Discounting is practical when working with discounted rewards but not necessary when working with average rewards.

Why do may need to discount our state distribution with discounted rewards?

Let $\gamma \in [0,1[$ be the discount factor.

Let the discounted state measure be defined as $$ \mu(s) = \sum_{t=0}^{\infty} \gamma^t \mathbb{P}^\pi(S_t = s) $$ where $\mathbb{P}^\pi(S_t = s)$ is the probability of being in state $s$ at time $t$.

$$ \int_\mathcal{S} \mu(s) ds = \sum_{s \in \mathcal{S}} \mu(s) = \sum_{s \in \mathcal{S}} \sum_{t=0}^{\infty} \gamma^t \mathbb{P}^\pi(S_t = s) = \sum_{t=0}^{\infty} \gamma^t \sum_{s \in \mathcal{S}} \mathbb{P}^\pi(S_t = s) = \sum_{t=0}^{\infty} \gamma^t = \frac{1}{1-\gamma} $$

where $\mathcal{S}$ is the state space. Thus, to be a distribution $\mu$ has to be multiplied by $1 -\gamma$ as in [1].
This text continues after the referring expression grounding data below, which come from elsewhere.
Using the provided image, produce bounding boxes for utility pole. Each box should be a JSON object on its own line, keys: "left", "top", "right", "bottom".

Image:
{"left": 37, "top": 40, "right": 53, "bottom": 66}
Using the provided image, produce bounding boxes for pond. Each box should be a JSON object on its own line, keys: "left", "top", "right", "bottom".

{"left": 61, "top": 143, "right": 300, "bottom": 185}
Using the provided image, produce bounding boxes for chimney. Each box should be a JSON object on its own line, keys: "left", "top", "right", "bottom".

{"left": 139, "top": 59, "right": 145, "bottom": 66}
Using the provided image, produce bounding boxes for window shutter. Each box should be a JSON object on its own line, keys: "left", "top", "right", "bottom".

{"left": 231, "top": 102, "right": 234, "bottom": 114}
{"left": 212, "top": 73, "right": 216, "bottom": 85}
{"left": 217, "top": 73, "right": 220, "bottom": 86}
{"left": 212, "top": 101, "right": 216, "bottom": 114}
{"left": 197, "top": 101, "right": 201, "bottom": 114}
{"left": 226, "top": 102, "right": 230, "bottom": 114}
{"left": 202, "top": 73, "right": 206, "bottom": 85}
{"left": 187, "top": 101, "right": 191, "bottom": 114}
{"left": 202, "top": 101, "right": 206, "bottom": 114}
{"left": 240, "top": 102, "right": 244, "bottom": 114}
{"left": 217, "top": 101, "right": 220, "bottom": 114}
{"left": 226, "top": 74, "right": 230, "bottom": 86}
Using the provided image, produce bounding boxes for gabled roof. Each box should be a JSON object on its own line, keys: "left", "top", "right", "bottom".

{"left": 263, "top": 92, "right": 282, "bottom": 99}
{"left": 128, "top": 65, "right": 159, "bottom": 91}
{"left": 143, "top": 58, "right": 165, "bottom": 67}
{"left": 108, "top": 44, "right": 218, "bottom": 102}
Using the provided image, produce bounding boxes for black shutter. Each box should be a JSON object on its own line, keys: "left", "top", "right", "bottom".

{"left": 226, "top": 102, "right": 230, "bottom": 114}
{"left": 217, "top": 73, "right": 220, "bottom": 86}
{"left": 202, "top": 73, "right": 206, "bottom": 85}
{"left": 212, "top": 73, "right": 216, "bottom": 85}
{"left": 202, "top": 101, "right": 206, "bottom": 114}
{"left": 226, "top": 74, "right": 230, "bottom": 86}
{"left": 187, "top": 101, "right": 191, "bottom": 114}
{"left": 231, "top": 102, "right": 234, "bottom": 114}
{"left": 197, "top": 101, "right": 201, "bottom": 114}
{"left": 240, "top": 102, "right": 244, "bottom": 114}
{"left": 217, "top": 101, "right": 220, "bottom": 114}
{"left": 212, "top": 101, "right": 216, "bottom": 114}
Note that if $\gamma = 1$, then the total mass of $\mu$ goes to $+\infty$. The distribution $\mu$ is said improper in this case.

Also remark that, $$ \mathbb{P}^\pi(S_t = s, A_t = a) = \mathbb{P}^\pi(S_t = s) \mathbb{P}^\pi(A_t = a | S_t = s) = \mathbb{P}^\pi(S_t = s) \pi(a|s) $$ where $\pi(a|s)$ is the policy.

Now, remark with $r : \mathcal{S} \times \mathcal{A} \to \mathbb{R}$ the reward function.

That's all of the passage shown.